# New Java 7 Features: Binary Notation and Literal Variable Initialization

## Now with Java 7, you can not only use standard decimal notation, or the beloved hex notation, but you can use binary notation as well. Here's a good look at the ins and outs of binary notation, with a focus on what you'll need to know in order to pass the Java Professional certification exam from Oracle.

Having Fun with Binary Notation

Given all the fun developers have with hexadecimal notation, the visionaries at Sun and Oracle decided to expand the party by introducing the equally cryptic binary notation to the Java language. With the addition of binary notation, there are now three different ways to initialize a numeric variable, first using the standard base ten number system, secondly using hex notation, and finally using binary. Here's an example that assigns the number twelve to three different variables of type byte.

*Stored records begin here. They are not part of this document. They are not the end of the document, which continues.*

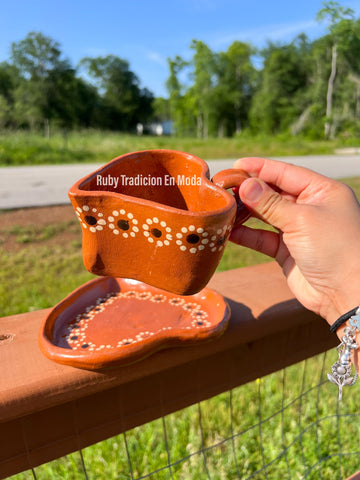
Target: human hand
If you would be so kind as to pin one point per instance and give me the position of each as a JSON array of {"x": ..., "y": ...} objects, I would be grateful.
[{"x": 317, "y": 242}]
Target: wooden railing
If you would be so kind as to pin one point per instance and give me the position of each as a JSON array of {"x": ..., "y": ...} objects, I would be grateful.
[{"x": 48, "y": 410}]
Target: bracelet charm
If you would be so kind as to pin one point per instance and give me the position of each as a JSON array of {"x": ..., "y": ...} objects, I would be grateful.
[{"x": 341, "y": 370}]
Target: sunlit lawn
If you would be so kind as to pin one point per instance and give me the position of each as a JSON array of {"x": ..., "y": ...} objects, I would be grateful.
[
  {"x": 299, "y": 421},
  {"x": 23, "y": 148}
]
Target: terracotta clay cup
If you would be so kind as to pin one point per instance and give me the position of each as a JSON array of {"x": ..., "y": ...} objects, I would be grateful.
[{"x": 156, "y": 217}]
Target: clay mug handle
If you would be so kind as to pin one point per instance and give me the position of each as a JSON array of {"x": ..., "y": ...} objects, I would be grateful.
[{"x": 233, "y": 178}]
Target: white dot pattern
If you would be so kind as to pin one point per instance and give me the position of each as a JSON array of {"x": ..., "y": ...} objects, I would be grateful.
[{"x": 156, "y": 231}]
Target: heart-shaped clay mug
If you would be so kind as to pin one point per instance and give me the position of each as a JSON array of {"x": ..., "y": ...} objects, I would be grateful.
[{"x": 156, "y": 217}]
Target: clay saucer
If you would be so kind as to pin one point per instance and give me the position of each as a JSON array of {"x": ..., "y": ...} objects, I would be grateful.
[{"x": 114, "y": 321}]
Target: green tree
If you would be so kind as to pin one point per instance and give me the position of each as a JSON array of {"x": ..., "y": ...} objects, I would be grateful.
[
  {"x": 181, "y": 103},
  {"x": 235, "y": 86},
  {"x": 340, "y": 29},
  {"x": 8, "y": 80},
  {"x": 38, "y": 61},
  {"x": 204, "y": 70},
  {"x": 284, "y": 78},
  {"x": 124, "y": 103}
]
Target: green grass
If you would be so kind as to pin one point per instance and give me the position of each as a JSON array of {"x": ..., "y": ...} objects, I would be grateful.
[
  {"x": 24, "y": 148},
  {"x": 292, "y": 439}
]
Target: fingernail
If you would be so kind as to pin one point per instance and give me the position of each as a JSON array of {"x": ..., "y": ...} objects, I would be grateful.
[{"x": 252, "y": 190}]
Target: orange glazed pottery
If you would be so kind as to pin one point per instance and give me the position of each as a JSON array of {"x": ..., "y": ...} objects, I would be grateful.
[
  {"x": 156, "y": 217},
  {"x": 116, "y": 321}
]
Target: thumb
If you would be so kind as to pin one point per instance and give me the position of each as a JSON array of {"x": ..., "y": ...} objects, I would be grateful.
[{"x": 266, "y": 203}]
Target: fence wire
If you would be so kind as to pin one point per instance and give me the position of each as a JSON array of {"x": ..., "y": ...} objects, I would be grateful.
[{"x": 288, "y": 425}]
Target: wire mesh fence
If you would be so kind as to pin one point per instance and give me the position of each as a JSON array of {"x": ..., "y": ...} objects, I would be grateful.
[{"x": 288, "y": 425}]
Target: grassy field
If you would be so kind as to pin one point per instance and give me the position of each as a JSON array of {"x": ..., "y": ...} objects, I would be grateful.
[
  {"x": 287, "y": 420},
  {"x": 23, "y": 148}
]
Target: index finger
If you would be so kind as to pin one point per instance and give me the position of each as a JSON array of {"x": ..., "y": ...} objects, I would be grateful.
[{"x": 289, "y": 178}]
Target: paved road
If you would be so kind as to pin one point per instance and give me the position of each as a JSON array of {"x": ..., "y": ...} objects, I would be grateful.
[{"x": 48, "y": 185}]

```public class BinaryLiterals {
public static void main(String args[]){
byte twelve = 12;
byte sixPlusSix = 0xC;
byte fourTimesThree = 0b1100;

System.out.println(twelve);
System.out.println(sixPlusSix);
System.out.println(fourTimesThree);

}
}
```

When the code above runs, it simply prints out the number 12 on three separate lines, demonstrating the veracity of all three notations:

12
12
12

Passing the Java 7 Professional Upgrade Exam

As part of the Oracle Certified Profession, Java 7 certification upgrade exam, currently in beta as of this writing, one of the exam objectives is to "Use binary literals." So, in this article, we're going to take a look at some of the more interesting aspects of binary notation, focussing on what you'll need to know in order to whiz by the related questions on the exam. Even if you're not planning on writing a Java cert, you'll likely find the new news on binary notation quite interesting, so you are implored to keep reading.

Taking a byte out of binary initializations

In the above code snippet, you see an example of a byte being initialized to the value of 12 using binary notation: byte fourTimesThree = 0b1100;

Now, everyone knows that a byte represents eight bits of data, so the following attempted initialization, where you assign a ten bit binary number to a byte, completely blows up with the following error: Type mismatch: cannot convert from int to byte

```byte data = 0b1100110011; // Type mismatch: cannot convert from int to byte
```

Interestingly, though not necessarily surprisingly, if the leading binary digits are zeroes, the JVM recognizes that these numbers are just placeholders, and initialization using ten bits is successful:

```byte data = 0b0000110011;   //successful
```

So, as was mentioned, a byte represents eight bits of binary data, so you would expect the following to compile, seeing that it initializes eight bits to a byte:

```byte data = 0b10101010;
```

Sadly, this fails, because the byte data type only uses seven of its eight bits for holding data, while reserving the extra bit to indicate whether a number is positive or negative. That's why the range of the eight bit byte (2^8 =256) is -128 to 127, and not 0 to 255.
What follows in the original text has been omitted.